Yet, at the turn of the 20th Century, he created a blueprint for the industry that still guides the decisions we make in today’s marketing arenas.

His first book, Scientific Advertising, is regarded by many as the advertiser’s bible, and it’s chock-full of valuable insight on reaching your audience and converting them. Here are a few highlights:

1. Forget yourself entirely. Have in your mind a typical prospect, interested enough to read about your product. Keep that prospect before you. Seek in every word to increase your good impression.”

In other words, write to your target audience, not yourself. What sounds good to you might not be enough to move potential buyers, or worse, it might turn them off.

You might be thinking “the fastest on the market” has a good ring to it while your prospects are looking for hard numbers. Or maybe you’re talking about all of the awards your service has won when they’re more interested in what it can do for them.

One of the best ways to keep the focus on your prospects is to visualize just one of them. Picture a face, give her a name, and write to that one person.

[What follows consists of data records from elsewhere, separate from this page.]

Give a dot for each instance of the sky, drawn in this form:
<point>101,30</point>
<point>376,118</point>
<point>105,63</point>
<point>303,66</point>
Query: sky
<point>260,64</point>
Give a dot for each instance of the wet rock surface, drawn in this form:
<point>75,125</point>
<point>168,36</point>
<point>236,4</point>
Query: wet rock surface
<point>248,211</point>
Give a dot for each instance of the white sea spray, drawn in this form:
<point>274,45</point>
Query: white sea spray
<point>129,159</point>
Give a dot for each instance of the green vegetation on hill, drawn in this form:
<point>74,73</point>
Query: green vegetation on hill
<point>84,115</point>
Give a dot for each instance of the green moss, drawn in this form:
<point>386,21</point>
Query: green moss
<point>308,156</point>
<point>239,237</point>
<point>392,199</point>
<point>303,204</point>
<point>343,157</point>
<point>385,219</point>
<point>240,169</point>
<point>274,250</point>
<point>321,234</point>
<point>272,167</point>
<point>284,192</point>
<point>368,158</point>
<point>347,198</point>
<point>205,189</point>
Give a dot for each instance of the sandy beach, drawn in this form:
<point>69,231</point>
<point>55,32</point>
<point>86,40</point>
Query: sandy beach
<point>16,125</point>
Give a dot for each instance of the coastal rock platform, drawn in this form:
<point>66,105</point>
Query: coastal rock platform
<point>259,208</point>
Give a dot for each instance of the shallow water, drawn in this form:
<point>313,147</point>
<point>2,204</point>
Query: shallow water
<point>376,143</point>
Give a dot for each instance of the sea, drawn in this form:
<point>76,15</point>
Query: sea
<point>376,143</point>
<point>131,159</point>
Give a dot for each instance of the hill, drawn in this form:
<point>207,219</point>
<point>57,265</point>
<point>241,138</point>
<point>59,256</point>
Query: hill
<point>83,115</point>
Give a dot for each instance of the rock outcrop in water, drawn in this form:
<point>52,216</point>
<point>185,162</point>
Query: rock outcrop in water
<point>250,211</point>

Even if you’re just writing a Google ad, don’t worry about what sounds good or if the words “pop.” Instead ask yourself, “what 130 characters does this one prospect need to read for them to click through?”

2. Almost any questions can be answered, cheaply, quickly and finally, by a test campaign. And that’s the way to answer them – not by arguments around a table.”

There was advertising before Hopkins, but he was one of the first to establish testing as a vital part of the process. Why? Because, as he goes on to say, “none of us know enough peoples’ desires to get an average viewpoint.”

Without testing, all we can do is guess what people want, what they’re willing to pay, whether they’ll buy again, whether there’s a big enough market and how difficult that market is to penetrate.

Hopkins recognized that there are way too many important factors to leave to speculation and that going back-and-forth with guesses and opinions is a waste of time. He decided to “let the thousands decide what the millions will do” by running his campaigns through a few small towns before going national.

In the digital age, testing has become even more vital because there’s more competition giving each target more options.

Luckily, it’s also cheaper and quicker. Unlike Hopkins, you have the power to analyze test data in real-time, instantly modify parameters if necessary, and stop the test as soon as you get the results you need. Techli has a good list of split-testing tools that make the process even easier.

3. The only purpose of advertising is to make sales. It is profitable or unprofitable according to its actual sales. It is not for general effect. It is not to keep your name before the people. Treat it as a salesman. Force it to justify itself. Figure its cost and result.”

Sure, there’s a lot to be said about the importance of raising brand awareness, informing, entertaining, sparking a conversation, becoming a thought leader, and so on, but if all of that isn’t leading to sales in the end, how much does it really matter?

This is not to say you shouldn’t try for any of the above-mentioned goals, but you should always set out to achieve them with sales in mind.

Before you publish that ten-step guide, make sure it includes a path to conversion even if you’re not pitching your product directly in the text (e.g. a targeted call-to-action in the sidebar).

Content is king, but you’ll find yourself in check if you’re not tying it to sales and revenue.